Colleges and universities often embrace and cling to tradition, but two local schools are making changes that could propel them forward in the academic world and enhance their students’ learning experiences.
Renovations make way for new classrooms and technology
Perched on the top of a hill on the Cincinnati Christian University campus, Rine Hall is undergoing a facelift. The 60-year-old building is one of the oldest buildings on campus and has been under construction since September 2013. “The structural base of the building is pretty secure,” says Steve Carr, director of marketing at CCU. The renovations will focus particularly on the residence hall rooms that were on the upper floors, which haven’t been updated since the school added air conditioning units in the ‘90s, describes Carr. The end date is to be determined, happening either in fall 2014 or January 2015, depending on the funds that are raised.
Once the renovations are complete, Rine Hall will consist of four floors, with the bottom floor continuing to house the education program, the second floor becoming the new home of the newly consolidated business school and the top two designated as female residence halls.
The education and business floors will boast refurbished classrooms and offices more conducive to the fast-paced world of today with features like SMART boards and Adobe Connect. For the first time since its creation eight years ago, the school of business will finally be located in one area. “Our business degree is becoming incredibly popular,” says Carr as he explains why the young program needs its own home versus scattered offices and classrooms around campus.
Online-only degree making its way to Thomas More
Thomas More College in Kentucky is going digital with its first online program. The school has offered an on-site MBA program for years, but it’s now altering that program to fit an online profile. “Some of the feedback that we’ve been getting lately is that people want our program online,” says Dr. Brad Bielski, vice president of academic affairs. The program will feature a plethora of online learning techniques including videos, blog posts and online reading that will allow less conventional students a chance at a higher degree in their own timeframe.
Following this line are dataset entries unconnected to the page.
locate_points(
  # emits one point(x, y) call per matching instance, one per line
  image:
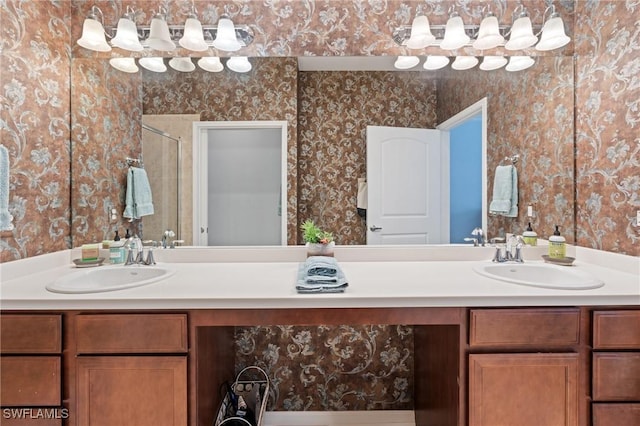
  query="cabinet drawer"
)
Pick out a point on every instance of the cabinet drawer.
point(30, 334)
point(30, 381)
point(131, 333)
point(524, 328)
point(523, 389)
point(132, 390)
point(616, 414)
point(616, 376)
point(616, 329)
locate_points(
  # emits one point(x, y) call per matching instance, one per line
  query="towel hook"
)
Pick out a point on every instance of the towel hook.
point(513, 159)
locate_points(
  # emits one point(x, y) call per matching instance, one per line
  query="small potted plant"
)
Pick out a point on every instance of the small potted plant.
point(318, 242)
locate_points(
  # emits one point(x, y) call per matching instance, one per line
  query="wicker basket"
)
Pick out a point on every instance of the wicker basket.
point(252, 384)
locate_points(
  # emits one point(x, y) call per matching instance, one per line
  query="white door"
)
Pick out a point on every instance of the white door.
point(404, 186)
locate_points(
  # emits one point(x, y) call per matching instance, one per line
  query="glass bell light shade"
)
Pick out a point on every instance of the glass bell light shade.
point(462, 63)
point(182, 64)
point(127, 36)
point(521, 35)
point(239, 64)
point(93, 37)
point(159, 37)
point(210, 63)
point(155, 64)
point(435, 62)
point(454, 34)
point(124, 64)
point(490, 63)
point(406, 62)
point(193, 38)
point(421, 36)
point(226, 36)
point(489, 34)
point(519, 63)
point(553, 35)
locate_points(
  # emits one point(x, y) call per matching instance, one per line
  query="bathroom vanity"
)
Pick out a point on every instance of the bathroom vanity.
point(486, 352)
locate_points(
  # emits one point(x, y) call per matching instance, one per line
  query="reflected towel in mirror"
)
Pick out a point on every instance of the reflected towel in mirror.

The program will kick off in late spring or early summer, whenever Thomas More can generate enough interest and get a pool of applicants. Students enrolled in this program will be able to finish in just under two years, as the slightly revised curriculum consists of fewer credit hours than the traditional MBA program, which in turn reduces tuition rates.
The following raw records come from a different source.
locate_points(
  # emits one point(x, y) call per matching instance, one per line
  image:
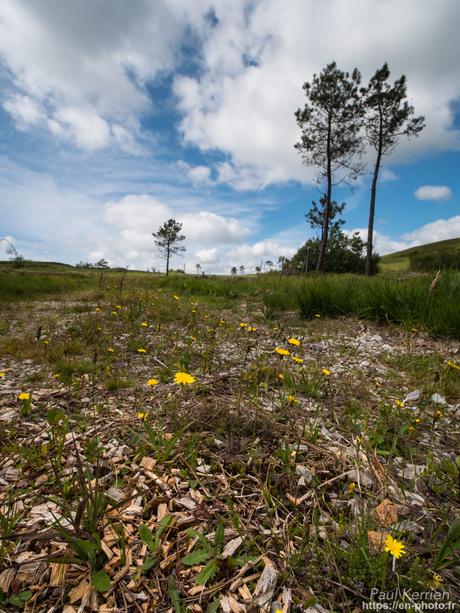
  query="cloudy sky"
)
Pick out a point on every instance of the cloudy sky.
point(116, 115)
Bielski says that he hopes to see a wider range of students enrolled in this program, from people working full-time to people that live nowhere near the college but want to take advantage of its education system. The applications are already beginning to come in from students interested in participating in the pilot group.
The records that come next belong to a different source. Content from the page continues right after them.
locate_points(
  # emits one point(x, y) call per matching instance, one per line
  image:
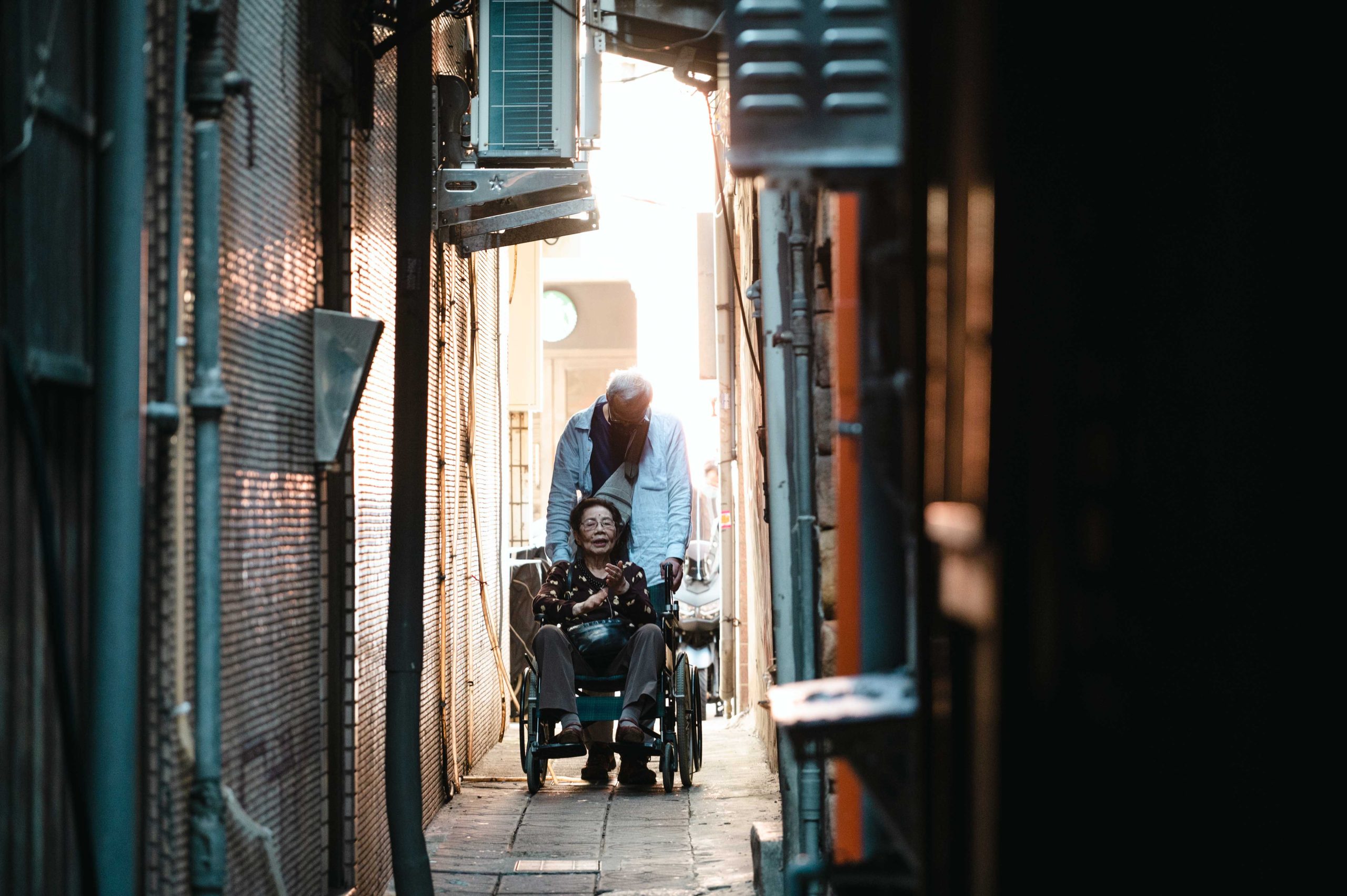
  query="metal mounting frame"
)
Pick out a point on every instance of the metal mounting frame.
point(489, 208)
The faculty that teaches the original MBA program will also be the ones covering the online courses. Most are already comfortable working with online tools, but for those who aren’t as technologically savvy, Thomas More is offering a crash course. “It’s called ELearning101,” says Bielski. “[The faculty] learns about the principles of online learning.”
This is just the beginning for Thomas More. “We are looking for other online programs, too,” says Bielski who hopes to see nursing and communications degrees online in the near future.